A Georgia law prohibiting any non-student from upbraiding, insulting, or abusing a public school official in the presence of a minor infringes on too much protected speech, the Georgia Supreme Court has ruled. The case shows the importance of the overbreadth doctrine – the principle that laws must not sweep too broadly and impact protected speech.
The law provides in pertinent part:
Any parent, guardian, or person other than a student at the public school in question who has been advised that minor children are present and who continues to upbraid, insult, or abuse any public school teacher, public school administrator, or public school bus driver in the presence and hearing of a pupil while on the premises of any public school . . . shall be punished by a fine not to exceed $500.00.
Michael Antonio West, who was arrested and charged under the law, challenged its constitutionality. A trial court denied his argument, but West filed an interlocutory appeal.
The Georgia high court emphasized in West v. State that the overbreadth doctrine ensures “breathing space” for constitutionally protected speech. The court noted that the plain language of the law would criminalize not only unprotected fighting words, but also critical speech that should receive protection.

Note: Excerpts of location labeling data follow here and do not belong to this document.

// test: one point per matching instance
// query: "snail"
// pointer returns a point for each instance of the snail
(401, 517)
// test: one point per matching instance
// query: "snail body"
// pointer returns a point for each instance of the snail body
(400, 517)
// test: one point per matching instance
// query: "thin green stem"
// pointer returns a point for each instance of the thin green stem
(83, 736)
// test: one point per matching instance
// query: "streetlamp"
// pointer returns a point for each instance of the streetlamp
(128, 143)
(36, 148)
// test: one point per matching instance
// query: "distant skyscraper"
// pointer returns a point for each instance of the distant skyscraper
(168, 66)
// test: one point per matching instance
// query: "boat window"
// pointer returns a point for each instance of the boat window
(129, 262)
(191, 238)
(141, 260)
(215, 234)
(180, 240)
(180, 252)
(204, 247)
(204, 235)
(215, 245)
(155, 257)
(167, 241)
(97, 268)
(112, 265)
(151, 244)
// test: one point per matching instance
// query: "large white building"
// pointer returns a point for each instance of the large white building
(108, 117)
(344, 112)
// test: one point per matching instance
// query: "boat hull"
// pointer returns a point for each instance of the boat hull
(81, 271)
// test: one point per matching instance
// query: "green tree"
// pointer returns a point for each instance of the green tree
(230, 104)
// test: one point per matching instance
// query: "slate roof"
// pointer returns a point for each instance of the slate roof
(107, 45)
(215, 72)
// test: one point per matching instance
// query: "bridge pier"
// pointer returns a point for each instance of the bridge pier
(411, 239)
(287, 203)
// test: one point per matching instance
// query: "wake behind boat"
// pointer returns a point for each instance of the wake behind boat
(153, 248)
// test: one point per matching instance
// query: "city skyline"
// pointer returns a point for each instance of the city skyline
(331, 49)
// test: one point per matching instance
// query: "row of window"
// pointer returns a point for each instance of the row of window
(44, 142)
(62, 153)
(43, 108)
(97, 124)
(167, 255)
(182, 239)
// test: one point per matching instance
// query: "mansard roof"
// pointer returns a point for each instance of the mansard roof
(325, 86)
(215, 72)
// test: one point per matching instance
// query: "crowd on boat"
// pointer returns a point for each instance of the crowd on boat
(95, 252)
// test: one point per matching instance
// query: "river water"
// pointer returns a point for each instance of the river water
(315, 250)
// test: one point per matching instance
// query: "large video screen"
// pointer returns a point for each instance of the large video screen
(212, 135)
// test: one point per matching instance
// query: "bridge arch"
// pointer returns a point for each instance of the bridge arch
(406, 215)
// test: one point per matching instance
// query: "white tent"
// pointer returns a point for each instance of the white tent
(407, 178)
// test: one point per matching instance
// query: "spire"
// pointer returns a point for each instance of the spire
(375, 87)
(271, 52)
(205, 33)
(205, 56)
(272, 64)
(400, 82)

The state high court also noted that the law did not require that the critical speech cause a substantial disruption of school activities – the standard articulated by the U.S. Supreme Court for student speech in Tinker v. Des Moines Independent Community School District (1969).
The Georgia Supreme Court expressed even more concern that the state law only prohibited critical speech of school officials. After all, perhaps the leading purpose of the First Amendment is to protect individuals’ ability to criticize government officials.
The court concluded that this law, “though perhaps well intentioned, neither regulates unprotected speech nor is appropriately tailored to meet its intended objective and is therefore overbroad.”
The Georgia high court’s decision is sound. Laws criminalizing speech – even on school grounds – must be narrowly drawn to not suffocate protected expression. Critical speech needs “breathing space” to survive and thrive in a free society.